Wikipedia
From Freebase
Wikipedia is one of the major data sources for Freebase. Freebase also uses the article content for a topic's description. As well, many of the pictures on freebase come from the Wikimedia Commons.
Contents |
Import
At its birth, Freebase imported every Wikipedia article, as very often, an article corresponds to a topic. However, Wikipedia templates for deletion are forms of articles that we don't need on freebase. These are primarily imported from Wikipedia and consist of lists or complex subjects (topics about topics, like 'Economy of Poland'). Freebase uses structured data, queries and views to recreate these lists, but relies on the storage of simple topics only.
Staying up-to-date
One of the key pieces of data infrastructure behind the scenes at Freebase is the Wikipedia Recon Pipeline (aka "Topic Updater"). Every two weeks, it synchronizes Freebase topics to Wikipedia articles. It shifts our /wikipedia/en and /wikipedia/en_id keys to match the titles, redirects, and WPIDs at Wikipedia, and creates new topics for newly created articles. The service also updates the blurbs we display for all of our articles.
It takes up to a week to do the full update cycle. There is a "cooling off" period of two days, meaning that the articles that are older than two days at the time of update will be part of the update.
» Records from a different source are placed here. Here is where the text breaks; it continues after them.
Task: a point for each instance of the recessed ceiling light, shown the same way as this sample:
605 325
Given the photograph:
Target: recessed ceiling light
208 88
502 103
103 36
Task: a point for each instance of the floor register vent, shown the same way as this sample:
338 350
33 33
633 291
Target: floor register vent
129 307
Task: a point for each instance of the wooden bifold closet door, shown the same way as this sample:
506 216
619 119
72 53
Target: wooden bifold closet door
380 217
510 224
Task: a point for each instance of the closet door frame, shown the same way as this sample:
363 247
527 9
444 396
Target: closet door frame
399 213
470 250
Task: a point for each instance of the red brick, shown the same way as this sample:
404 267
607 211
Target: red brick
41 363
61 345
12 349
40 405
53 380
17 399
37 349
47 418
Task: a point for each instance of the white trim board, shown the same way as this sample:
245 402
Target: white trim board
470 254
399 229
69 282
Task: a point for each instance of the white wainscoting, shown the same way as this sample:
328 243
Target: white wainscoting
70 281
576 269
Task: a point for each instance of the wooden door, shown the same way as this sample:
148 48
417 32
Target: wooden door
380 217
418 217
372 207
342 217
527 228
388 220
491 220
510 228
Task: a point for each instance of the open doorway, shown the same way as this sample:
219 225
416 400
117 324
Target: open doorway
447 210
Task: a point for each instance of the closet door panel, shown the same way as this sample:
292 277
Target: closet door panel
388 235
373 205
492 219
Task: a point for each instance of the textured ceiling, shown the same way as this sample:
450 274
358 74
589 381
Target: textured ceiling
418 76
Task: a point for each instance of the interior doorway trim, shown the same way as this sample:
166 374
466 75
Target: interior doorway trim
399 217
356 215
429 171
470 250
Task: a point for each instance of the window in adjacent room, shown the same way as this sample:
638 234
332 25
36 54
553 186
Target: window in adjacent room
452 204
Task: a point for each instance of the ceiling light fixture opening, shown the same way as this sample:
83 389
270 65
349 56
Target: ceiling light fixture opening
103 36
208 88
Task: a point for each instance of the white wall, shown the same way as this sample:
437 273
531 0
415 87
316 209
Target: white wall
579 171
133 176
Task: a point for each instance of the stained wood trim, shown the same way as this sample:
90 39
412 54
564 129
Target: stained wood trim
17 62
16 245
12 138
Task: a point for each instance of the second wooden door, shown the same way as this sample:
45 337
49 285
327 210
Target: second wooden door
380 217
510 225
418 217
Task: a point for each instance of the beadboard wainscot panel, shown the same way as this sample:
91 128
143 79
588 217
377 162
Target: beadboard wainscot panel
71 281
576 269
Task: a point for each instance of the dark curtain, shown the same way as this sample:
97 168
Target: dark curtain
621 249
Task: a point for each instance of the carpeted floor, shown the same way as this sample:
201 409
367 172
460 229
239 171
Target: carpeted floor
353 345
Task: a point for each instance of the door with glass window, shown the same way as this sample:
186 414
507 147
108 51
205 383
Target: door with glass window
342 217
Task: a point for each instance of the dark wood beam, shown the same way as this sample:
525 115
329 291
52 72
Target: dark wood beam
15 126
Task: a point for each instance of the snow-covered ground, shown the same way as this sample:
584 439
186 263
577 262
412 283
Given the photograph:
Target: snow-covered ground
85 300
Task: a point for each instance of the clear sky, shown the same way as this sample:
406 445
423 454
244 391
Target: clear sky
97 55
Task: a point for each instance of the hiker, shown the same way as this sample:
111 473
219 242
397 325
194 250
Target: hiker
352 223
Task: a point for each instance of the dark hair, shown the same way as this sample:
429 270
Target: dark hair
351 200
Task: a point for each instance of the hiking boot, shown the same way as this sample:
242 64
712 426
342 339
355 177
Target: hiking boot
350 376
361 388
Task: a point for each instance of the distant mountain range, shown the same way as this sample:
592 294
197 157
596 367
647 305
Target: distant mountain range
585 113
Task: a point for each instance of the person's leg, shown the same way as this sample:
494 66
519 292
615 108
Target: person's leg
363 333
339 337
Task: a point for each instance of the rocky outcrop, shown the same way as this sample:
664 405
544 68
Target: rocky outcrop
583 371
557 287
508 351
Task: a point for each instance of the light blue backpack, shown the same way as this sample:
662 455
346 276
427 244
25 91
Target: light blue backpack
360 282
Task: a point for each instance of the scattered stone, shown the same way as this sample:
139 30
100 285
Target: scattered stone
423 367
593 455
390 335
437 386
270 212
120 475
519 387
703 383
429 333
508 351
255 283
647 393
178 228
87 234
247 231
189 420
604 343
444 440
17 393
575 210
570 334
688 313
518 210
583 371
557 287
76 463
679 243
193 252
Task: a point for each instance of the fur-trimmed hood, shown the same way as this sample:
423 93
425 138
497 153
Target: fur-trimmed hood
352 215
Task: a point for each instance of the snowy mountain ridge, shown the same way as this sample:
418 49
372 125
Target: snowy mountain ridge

Version 2.0 of this trusty piece of infrastructure has been running for over a year now, and it's starting to show its age. There are a few niggling edge cases it doesn't deal with well, leading to out-of- sync blurbs and topics that fail to get created. What's worse, the old infrastructure wasn't able to reconcile new wikipedia articles with already existing Freebase topics. As more data gets loaded from sources other than wikipedia, this will become more of a problem.
To solve these problems, as well as making everything generally more maintainable, freebase deployed version 3.0 of the Wikipedia Recon Pipeline in September 2009. This version uses many of the lessons we've learned about how to properly reconcile items in bulk, and should improve the few corner cases where we were failing before. It will also allow us to run the recon pipeline weekly instead of biweekly (although we will be keeping a biweekly run for the first few weeks after deployment.) The reconciliation is fixed / improved for about 3,000 topics in Freebase that had gotten messed up by corner cases in the past.
Staying afloat
As wikipedia grows at 1000 articles a day, it is a very big job just to keep up to. A chart of this progress is available here.
Connection
Connections between freebase and Wikipedia are stored in keys. To see the wikipedia articles for Barack Obama:
[{
"id": "/en/barack_obama",
"key": [{
"namespace": "/wikipedia/en",
"value": null
}]
}]
You can navigate between freebase and wikipedia using this greasemonkey script, or this chrome extension
or this bookmarklet -
javascript:window.location="http://ubiquity.freebaseapps.com/gotofreebase?uri="+window.location;
Data-mining
Type-category relationships
A freebase type is very similar to a wikipedia category, as it collects shared things together.
Categories and types often correllate very highly. Categories like 'Category:1923 deaths' are extremely strong evidence that someone is a '/people/deceased_person'. However, if you look at Category:American Idol, you’ll find that many of the topics linked, like “Canadian Idol” or “Malaysian Idol”, are television programs, but by no means all of them. There is a topic that's actually a book written by an “Idol” judge, so that's not a TV program.
The difference is that freebase types are 'semantic', or more structured than wikipedia categories.
Freebase has a learning application detailed here, to make inferences based on these relationships. If any categories from Wikipedia have a high confidence of accuracy based on human votes with typewriter, they start automatically asserting them rather than seeking human confirmation.
Fat cat is an acre app used to manually add freebase data to members of wikipedia categories.
Tables
Two projects to enable easy importing from html tables to freebase are underdevelopment. One from Washington and one from Princeton.
TableTools sorts, filters or copies any HTML table.
Outwit also parses html tables.
Lists
This acre app parses the first link on each line in a Wikipedia bulleted list, and converts it to a list of Freebase Ids.
Infoboxes
The The Big Friendly Graph has parsed Wikipedia templates and infoboxes, but the (often unstandardized) data needs to be imported by hand.
Link structure
aliases.freebaseapps.com is an Acre app for finding aliases in Wikipedia redirects.
Natural language
Natural language processing wikipedia text is especially direct, because wikipedia links are unambiguous. See Natural language processing.